The recombinant antigen vaccine developed by Johnson et al in 1989 against cysticercosis caused by T. Ovis in sheep was the first effective, defined antigen vaccine against a parasitic infection and has been recognised as a milestone in the history of parasitology. Successful development of a vaccine against T. ovis encouraged efforts to develop similar vaccines against other Taenia species causing cysticercosis. The first of these was a vaccine against Taenia saginata infection in cattle. The T. ovis vaccine was developed as a result of extensive investigations which tried to identify native oncosphere antigens capable of inducing host-protective immunity. These studies involved many vaccination and challenge trials in sheep which could not be envisaged for T. saginata infection in cattle because of the cost involved in undertaking cattle trials and because of the substantial difficulties in obtaining sufficient oncospheres for these purposes. The approach which was taken to develop a vaccine against T. saginata was to utilise the information which had been obtained for T. ovis with regard to the identity of the host-protective antigens.

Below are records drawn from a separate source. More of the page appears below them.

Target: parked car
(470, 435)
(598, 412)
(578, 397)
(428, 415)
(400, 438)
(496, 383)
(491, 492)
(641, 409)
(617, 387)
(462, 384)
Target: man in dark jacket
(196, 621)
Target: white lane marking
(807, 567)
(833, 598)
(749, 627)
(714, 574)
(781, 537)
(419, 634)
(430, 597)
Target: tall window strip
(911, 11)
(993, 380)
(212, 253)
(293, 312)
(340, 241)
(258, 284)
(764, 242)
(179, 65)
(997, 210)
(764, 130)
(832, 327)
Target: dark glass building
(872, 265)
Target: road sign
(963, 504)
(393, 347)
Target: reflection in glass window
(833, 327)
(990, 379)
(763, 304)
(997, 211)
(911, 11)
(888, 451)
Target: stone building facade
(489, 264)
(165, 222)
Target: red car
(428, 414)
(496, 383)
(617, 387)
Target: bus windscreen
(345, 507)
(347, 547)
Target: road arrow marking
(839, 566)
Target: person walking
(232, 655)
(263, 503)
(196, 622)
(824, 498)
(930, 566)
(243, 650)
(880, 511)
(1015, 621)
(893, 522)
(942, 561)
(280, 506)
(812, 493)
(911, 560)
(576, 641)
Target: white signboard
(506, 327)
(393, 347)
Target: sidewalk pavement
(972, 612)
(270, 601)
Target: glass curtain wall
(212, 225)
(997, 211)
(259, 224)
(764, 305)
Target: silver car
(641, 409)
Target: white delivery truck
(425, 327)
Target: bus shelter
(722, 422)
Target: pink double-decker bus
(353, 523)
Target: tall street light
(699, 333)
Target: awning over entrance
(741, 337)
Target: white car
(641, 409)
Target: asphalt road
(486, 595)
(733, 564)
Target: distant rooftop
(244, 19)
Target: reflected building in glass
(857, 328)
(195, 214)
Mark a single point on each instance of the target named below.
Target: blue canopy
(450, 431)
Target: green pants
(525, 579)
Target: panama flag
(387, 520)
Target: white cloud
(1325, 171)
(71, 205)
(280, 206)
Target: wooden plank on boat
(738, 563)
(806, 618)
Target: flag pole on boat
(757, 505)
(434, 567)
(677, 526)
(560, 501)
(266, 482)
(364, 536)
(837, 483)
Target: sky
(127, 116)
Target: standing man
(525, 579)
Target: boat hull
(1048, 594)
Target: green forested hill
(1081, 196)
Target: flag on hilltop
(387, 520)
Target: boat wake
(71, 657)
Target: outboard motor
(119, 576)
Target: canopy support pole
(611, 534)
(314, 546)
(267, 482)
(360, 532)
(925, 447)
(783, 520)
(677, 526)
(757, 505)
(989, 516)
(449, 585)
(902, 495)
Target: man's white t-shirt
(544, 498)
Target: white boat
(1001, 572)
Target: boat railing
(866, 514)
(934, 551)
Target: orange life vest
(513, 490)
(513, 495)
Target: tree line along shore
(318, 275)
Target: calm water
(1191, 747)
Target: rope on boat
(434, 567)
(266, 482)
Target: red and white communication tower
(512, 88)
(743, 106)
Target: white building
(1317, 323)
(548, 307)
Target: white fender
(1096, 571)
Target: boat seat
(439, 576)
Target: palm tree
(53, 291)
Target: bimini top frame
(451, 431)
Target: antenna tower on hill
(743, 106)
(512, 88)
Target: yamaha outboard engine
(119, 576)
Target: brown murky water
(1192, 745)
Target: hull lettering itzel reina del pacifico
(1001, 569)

As with all other taeniid cestodes which were studied for vaccine development, oncosphere antigens of T. Solium have been found to be a rich source of host protective antigens. The overwhelming success which had been achieved with identifying host-protective recombinant antigens for T. saginata encouraged the adoption of a similar approach for development of a vaccine against T. solium cysticercosis in pigs.

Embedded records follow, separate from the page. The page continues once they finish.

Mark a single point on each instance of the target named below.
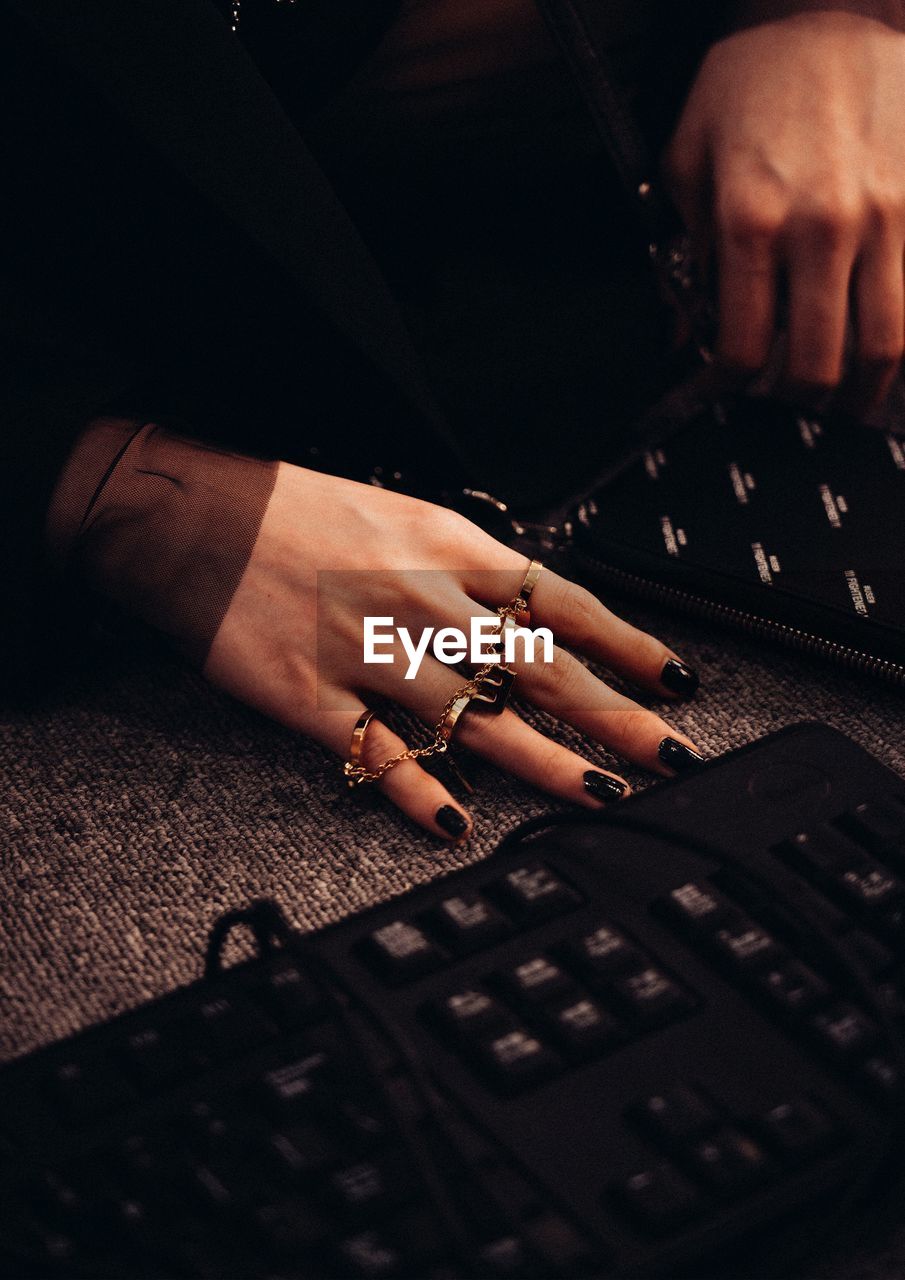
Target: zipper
(750, 624)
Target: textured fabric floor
(144, 804)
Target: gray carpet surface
(142, 804)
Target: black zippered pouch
(786, 526)
(744, 511)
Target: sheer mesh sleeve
(160, 524)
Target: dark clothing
(174, 250)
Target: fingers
(511, 744)
(880, 312)
(748, 264)
(417, 794)
(571, 693)
(821, 256)
(515, 746)
(579, 620)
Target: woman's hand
(292, 644)
(789, 167)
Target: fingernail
(603, 787)
(677, 755)
(452, 821)
(680, 679)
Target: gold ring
(444, 730)
(534, 571)
(353, 767)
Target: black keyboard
(650, 1043)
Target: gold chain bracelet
(472, 689)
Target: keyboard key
(882, 1077)
(231, 1025)
(821, 851)
(798, 1130)
(506, 1258)
(371, 1187)
(791, 987)
(531, 894)
(845, 1031)
(561, 1248)
(728, 1161)
(869, 952)
(85, 1089)
(154, 1057)
(471, 1015)
(584, 1028)
(517, 1060)
(369, 1256)
(535, 981)
(401, 952)
(291, 997)
(696, 909)
(869, 886)
(877, 823)
(675, 1116)
(467, 923)
(659, 1198)
(604, 954)
(291, 1091)
(746, 946)
(890, 922)
(652, 997)
(302, 1151)
(292, 1226)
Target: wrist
(752, 13)
(160, 525)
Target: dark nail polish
(452, 821)
(677, 755)
(603, 787)
(680, 679)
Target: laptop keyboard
(616, 1047)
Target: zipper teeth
(803, 641)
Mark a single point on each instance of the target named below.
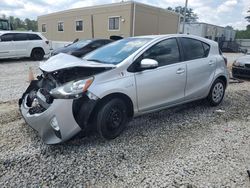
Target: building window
(60, 26)
(114, 23)
(79, 25)
(44, 28)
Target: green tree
(190, 15)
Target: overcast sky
(219, 12)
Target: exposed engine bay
(38, 93)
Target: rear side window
(194, 49)
(165, 52)
(34, 37)
(206, 48)
(20, 37)
(7, 37)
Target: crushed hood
(244, 59)
(63, 61)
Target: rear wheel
(112, 118)
(37, 54)
(216, 93)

            Other approaches have also been followed to develop a vaccine against T. solium. Antigens derived from the rodent parasite Taenia crassiceps are being used as a potential source of host-protective antigens for T. solium. This concept is based on the well-established immunological cross-reactivity between host-protective antigens derived from different taeniid cestode species.

The prospects are quite promising for the successful development of an effective, practical vaccine to assist with control of transmission of T. solium. It may be hoped that a vaccine with desirable features expressed earlier will be at our disposal very soon. The vision for an edible, nonliving vaccine is out of reach at the present time. Nevertheless, it is likely that the substantial global interest in the field of oral vaccines will lead to effective delivery strategies which could be applied to a T. solium vaccine.